The new sixth edition of the Rein in Sarcoma Patient Starter Notebook is now printed and ready to distribute or download. If you are a new or recurring patient at the University of Minnesota Hospitals, Mayo Clinic or Children’s Hospitals and Clinics your doctor should have copies of the book in a week or two. Please ask them to give you one. This edition was edited by Elisabeth Will and has been updated by the doctors on our Medical Advisory Board.
If you are currently being treated somewhere else, you can go on the RIS website and download it or you can request that a hard copy be sent to you free of charge. Patients constantly tell us how valuable they find this resource so please ask for yours.
We are very pleased to announce that Connie Dow has accepted the position of Administrative Assistant. Many of you already know Connie as she has been a RIS Volunteer for many years. She has recently retired from the position of Director at Oak Meadows and is now going to help us further our sarcoma mission. You will meet her at some of the committee meetings, at activities and as the first contact for new volunteers and patients. Connie has had a lot of experience and will be of assistance to Rein in Sarcoma in many ways. Connie lives with her partner, sarcoma survivor, Allan Swartz and their new puppy (her other retirement project). Please welcome her when you see her.
Unfortunately gaining Connie means we are losing Laura Gossett who has served us in the position in many ways. Even though she will be spending more time on her family we are so pleased that she is still going to volunteer for us. Her particular interest is in supporting patients and their families and she will remain on the Patient and Family Support Committee. When you see her please thank her for the many hours of work she has done on behalf of all of us.

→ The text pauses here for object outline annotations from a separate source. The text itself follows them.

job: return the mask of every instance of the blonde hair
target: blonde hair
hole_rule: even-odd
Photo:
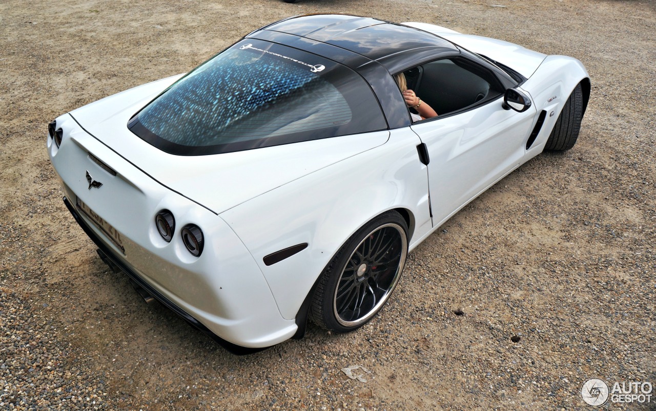
[[[396,84],[399,86],[399,88],[401,91],[405,91],[408,89],[408,83],[405,81],[405,75],[403,73],[399,73],[394,76],[394,79],[396,80]]]

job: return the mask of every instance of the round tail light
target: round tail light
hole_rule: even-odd
[[[197,257],[203,252],[203,231],[194,224],[185,225],[181,231],[182,243],[192,255]]]
[[[173,233],[175,231],[175,219],[173,214],[168,210],[162,210],[155,216],[155,224],[157,226],[157,231],[164,240],[169,243],[173,238]]]

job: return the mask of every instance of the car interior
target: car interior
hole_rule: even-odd
[[[403,74],[408,88],[440,116],[502,94],[491,73],[464,59],[439,60],[406,70]]]

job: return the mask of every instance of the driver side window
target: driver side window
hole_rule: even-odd
[[[458,111],[503,94],[503,87],[487,69],[469,60],[450,58],[404,71],[408,88],[440,116]]]

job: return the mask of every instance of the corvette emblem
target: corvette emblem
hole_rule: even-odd
[[[92,187],[95,187],[96,188],[100,188],[100,186],[102,186],[102,183],[99,181],[95,181],[91,174],[89,174],[89,170],[87,170],[87,181],[89,182],[89,189],[91,189]]]

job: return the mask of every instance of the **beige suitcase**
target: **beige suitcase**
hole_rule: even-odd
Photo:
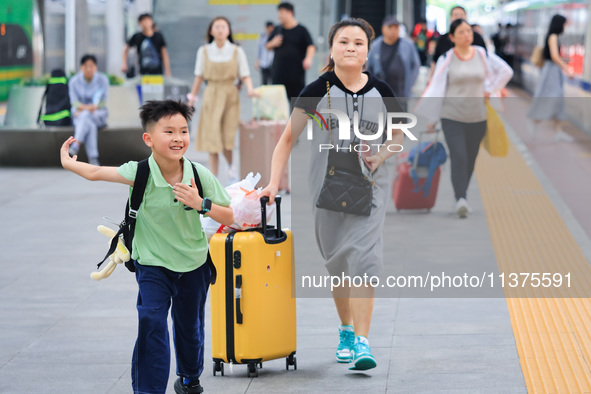
[[[284,120],[251,120],[240,122],[240,177],[249,172],[261,174],[257,186],[265,187],[271,179],[271,159],[275,146],[285,130]],[[289,166],[285,169],[279,190],[290,191]]]

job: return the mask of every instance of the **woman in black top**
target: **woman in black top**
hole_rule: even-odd
[[[334,114],[324,115],[330,125],[329,130],[321,128],[314,121],[310,122],[313,133],[309,186],[313,202],[320,195],[330,150],[319,147],[334,147],[337,144],[344,148],[373,147],[371,151],[361,154],[359,161],[353,156],[357,165],[365,166],[367,176],[373,178],[370,215],[357,216],[313,207],[316,240],[331,276],[340,277],[344,274],[351,278],[364,275],[366,278],[376,277],[366,280],[363,286],[341,286],[332,292],[341,320],[336,358],[341,363],[353,362],[354,366],[350,369],[355,370],[376,366],[367,336],[374,302],[374,288],[371,284],[377,280],[383,264],[382,230],[389,196],[388,171],[382,164],[399,150],[389,148],[399,146],[404,140],[402,132],[394,130],[390,140],[369,141],[369,137],[379,134],[378,117],[381,116],[384,120],[386,112],[403,112],[388,85],[363,71],[373,35],[373,29],[363,19],[343,20],[332,26],[328,37],[330,62],[325,67],[327,72],[306,86],[296,101],[290,122],[273,154],[271,181],[263,190],[263,195],[271,198],[277,194],[281,174],[291,153],[292,141],[297,140],[310,119],[304,112],[324,111],[326,114],[327,108],[338,109],[342,114],[348,114],[351,124],[354,119],[360,119],[358,131],[368,138],[359,139],[351,132],[349,139],[339,139]],[[382,122],[382,125],[385,124],[385,121]]]
[[[554,124],[554,140],[572,142],[573,137],[565,133],[561,125],[566,120],[564,74],[569,78],[573,77],[568,64],[560,58],[558,36],[564,32],[564,25],[564,16],[557,14],[552,17],[544,45],[544,65],[527,117],[533,122],[528,124],[532,136],[535,136],[536,125],[539,122],[551,120]]]

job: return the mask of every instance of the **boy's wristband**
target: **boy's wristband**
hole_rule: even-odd
[[[211,211],[211,200],[207,197],[204,197],[203,203],[201,204],[201,211],[197,212],[199,212],[201,215],[205,215],[209,211]]]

A few days ago I was sitting in my favorite hospital coffee shop breaking my morning fast (after a test) and heard two people walking by say: “Genes are everything”. Yes, they are, particularly in cancer.
We are all born with about 20,000 genes, and this is our “germ line”. Each gene has its location on the strand of DNA. Genetic testing is used to check this DNA strand for variants which might predispose to cancer as in some kinds of breast cancer. This testing is done with saliva, or a cheek swab or a blood sample. No doubt you’ve seen testing like that on TV.
Genomic testing is done to find the gene changes that have occurred during life due to sun exposure, or tobacco smoke among many factors, some unknown. Most of these changes don’t cause problems, but certainly the two mentioned do. Testing is done the same way.
Genomic profiling tests cancer cells for the DNA changes that have occurred just in the cancer itself. Testing reveals gene abnormalities that cause cancer growth, but it turns out there are many abnormalities in some cancers. This testing is not routinely done for three reasons: 1) It frequently doesn’t give information anyone can act on at this time; 2) It is very expensive (sticker shock is the word); 3) The routine process of testing the cancer in the lab after surgery destroys the DNA in the cancer so this tissue is now not usable for this specialized testing.